Die erhöhte Fließfähigkeit zeigt sich unter anderem beim Vergleich spritzgegossener Fließspiralen. So fließt die modifizierte Ultradur® B4300 G6-Variante unter gleichen Verarbeitungsbedingungen doppelt so weit, wie das entsprechende Standardprodukt (beide Materialien sind mit 30 Prozent Glasfasern gefüllt) (Bild 3).
Pluspunkte für Verarbeiter und Konstrukteure
Für Spritzgießer bringt die veränderte Rheologie eine Reihe von Vorteilen. So reichen aufgrund der niedrigeren Schmelzeviskosität geringere Einspritz- und Nachdrücke aus. Alternativ lässt sich die Massetemperatur absenken und die Nachdruckzeit reduzieren (Bild 4).
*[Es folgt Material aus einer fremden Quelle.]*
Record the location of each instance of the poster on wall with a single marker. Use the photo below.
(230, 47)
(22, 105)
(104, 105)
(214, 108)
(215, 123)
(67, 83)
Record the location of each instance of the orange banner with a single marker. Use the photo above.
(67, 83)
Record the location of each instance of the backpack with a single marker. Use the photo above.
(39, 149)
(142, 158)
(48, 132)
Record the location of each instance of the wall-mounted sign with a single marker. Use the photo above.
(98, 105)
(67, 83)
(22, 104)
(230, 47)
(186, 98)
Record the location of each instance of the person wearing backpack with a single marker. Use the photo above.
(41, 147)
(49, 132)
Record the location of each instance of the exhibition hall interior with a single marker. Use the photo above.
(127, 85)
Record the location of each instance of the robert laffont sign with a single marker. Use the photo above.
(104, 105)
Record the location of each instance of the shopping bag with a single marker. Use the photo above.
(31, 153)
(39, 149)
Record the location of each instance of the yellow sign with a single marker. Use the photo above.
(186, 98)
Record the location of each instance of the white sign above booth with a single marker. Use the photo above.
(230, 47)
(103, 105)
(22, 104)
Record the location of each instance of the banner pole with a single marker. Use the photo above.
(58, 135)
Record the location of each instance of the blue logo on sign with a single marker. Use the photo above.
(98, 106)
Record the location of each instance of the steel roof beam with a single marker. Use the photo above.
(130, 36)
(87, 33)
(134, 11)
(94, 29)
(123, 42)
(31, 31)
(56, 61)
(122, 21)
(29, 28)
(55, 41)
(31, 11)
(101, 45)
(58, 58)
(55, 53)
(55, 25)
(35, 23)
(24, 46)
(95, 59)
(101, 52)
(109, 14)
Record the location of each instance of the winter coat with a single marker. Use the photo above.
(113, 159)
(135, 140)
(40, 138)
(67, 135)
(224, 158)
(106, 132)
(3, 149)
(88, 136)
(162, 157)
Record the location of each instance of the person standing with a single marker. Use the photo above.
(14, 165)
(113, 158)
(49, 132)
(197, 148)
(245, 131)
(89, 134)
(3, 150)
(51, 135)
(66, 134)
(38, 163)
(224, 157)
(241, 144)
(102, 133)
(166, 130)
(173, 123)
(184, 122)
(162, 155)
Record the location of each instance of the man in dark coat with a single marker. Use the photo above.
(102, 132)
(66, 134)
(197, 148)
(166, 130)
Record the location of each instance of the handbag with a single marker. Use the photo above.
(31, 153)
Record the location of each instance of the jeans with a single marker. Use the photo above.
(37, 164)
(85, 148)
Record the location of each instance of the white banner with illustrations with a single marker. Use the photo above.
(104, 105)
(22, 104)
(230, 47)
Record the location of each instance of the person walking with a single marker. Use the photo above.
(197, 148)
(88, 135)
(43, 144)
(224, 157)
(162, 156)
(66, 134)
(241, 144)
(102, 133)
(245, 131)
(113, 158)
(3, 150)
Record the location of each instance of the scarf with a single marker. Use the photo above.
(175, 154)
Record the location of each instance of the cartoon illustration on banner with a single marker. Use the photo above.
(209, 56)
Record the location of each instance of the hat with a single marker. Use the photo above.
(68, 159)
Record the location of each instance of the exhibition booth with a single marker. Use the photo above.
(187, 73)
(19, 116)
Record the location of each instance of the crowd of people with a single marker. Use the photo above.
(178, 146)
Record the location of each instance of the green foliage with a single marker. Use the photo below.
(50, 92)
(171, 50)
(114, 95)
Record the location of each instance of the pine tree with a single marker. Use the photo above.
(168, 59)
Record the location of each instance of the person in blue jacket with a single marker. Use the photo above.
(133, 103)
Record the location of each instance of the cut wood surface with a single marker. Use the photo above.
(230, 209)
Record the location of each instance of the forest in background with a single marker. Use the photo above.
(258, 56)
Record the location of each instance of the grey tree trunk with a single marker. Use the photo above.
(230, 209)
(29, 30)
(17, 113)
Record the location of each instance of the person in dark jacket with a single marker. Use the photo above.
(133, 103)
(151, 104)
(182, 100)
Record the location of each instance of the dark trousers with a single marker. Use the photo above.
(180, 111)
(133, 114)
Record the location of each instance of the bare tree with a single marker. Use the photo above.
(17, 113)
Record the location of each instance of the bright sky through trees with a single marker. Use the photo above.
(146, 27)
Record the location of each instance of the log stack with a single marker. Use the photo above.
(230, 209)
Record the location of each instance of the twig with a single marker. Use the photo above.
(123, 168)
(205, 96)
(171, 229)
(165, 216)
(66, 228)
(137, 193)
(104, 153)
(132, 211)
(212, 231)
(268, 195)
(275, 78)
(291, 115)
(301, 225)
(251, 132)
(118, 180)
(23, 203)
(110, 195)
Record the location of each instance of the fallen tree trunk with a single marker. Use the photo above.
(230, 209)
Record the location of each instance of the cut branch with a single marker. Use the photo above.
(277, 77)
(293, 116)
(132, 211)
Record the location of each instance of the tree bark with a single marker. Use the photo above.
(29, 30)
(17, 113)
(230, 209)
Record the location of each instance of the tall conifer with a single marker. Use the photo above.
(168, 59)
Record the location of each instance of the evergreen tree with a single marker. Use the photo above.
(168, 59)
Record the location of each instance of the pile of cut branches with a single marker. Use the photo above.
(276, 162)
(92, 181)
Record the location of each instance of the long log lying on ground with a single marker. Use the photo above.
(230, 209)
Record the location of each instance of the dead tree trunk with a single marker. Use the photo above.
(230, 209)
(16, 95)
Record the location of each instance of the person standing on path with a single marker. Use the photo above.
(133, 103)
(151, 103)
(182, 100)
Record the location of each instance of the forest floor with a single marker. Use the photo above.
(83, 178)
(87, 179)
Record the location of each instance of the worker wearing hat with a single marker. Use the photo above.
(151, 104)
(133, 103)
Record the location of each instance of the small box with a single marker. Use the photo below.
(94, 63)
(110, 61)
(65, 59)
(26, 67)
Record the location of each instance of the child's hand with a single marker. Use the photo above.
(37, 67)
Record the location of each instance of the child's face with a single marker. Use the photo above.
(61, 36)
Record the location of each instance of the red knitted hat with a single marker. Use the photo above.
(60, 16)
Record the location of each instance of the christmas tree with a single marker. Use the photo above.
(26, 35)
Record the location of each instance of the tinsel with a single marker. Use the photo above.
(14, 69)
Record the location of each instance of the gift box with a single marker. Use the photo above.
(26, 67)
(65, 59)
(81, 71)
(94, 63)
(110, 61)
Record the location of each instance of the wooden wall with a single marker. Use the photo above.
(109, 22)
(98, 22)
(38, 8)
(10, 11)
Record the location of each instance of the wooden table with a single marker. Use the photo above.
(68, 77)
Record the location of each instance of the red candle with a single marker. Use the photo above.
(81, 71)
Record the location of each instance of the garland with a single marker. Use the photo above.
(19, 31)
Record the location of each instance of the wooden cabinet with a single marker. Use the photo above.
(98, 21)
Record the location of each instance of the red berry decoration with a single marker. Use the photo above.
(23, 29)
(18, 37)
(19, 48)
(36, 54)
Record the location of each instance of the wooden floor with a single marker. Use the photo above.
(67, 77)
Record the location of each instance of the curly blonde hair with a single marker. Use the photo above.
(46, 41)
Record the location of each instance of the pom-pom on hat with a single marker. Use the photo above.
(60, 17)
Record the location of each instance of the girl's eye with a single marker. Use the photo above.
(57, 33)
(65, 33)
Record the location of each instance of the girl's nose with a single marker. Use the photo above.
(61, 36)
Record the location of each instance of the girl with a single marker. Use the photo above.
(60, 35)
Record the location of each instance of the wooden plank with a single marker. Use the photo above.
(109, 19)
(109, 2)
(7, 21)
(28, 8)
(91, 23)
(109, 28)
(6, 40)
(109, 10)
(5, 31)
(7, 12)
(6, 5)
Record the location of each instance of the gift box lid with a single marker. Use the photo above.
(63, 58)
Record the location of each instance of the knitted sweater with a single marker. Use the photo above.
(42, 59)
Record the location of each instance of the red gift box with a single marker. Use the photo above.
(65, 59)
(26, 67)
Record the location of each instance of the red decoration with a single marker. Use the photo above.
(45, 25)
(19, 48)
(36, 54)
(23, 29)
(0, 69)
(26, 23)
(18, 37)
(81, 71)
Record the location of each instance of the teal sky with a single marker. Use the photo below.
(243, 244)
Im Verlauf ihrer Entwicklung wurden die fließverbesserten Produkte bereits bei drei größeren Ultradur®-Kunden erfolgreich getestet. Unter Serienbedingungen stellten diese Kunden Teile für den Automobilsektor, sowie für den Elektro/Elektronik-Bereich her. Abhängig vom Bauteil konnten sie dabei durch Absenken der Massetemperatur und Verkürzen der Nachdruckzeit die Zykluszeit im Vergleich zu herkömmlichen Ultradur®-Typen um bis zu 20 Prozent verringern ein Verarbeitungsvorteil, der sich durch einen deutlich gesteigerten Output auszahlen wird (Bild 5).
Ein weiterer Vorteil betrifft die Konstruktionsmöglichkeiten. Weil das neue Ultradur®-Produkt leichter fließt, sind dünnwandige Artikel mit einem größeren Anteil an Verstärkungsstoffen (zum Beispiel Glasfasern) und damit besseren mechanischen Eigenschaften bei geringerer Wanddicke realisierbar (Bild 6).
Nomen est omen
Und weil das rheologiemodifizierte PBT neue Maßstäbe für die Fließgeschwindigkeit setzt, haben sich die BASF-Forscher einen eher ungewöhnlichen Produktnamen dafür ausgedacht: Ultradur® High Speed. Zunächst werden die mit 10, 20 bzw. 30 Prozent Glasfasern gefüllten Standard Ultradur®-Typen B4300 G2, B4300 G4 und B4300 G6 als High Speed-Varianten erhältlich sein (Bild 7).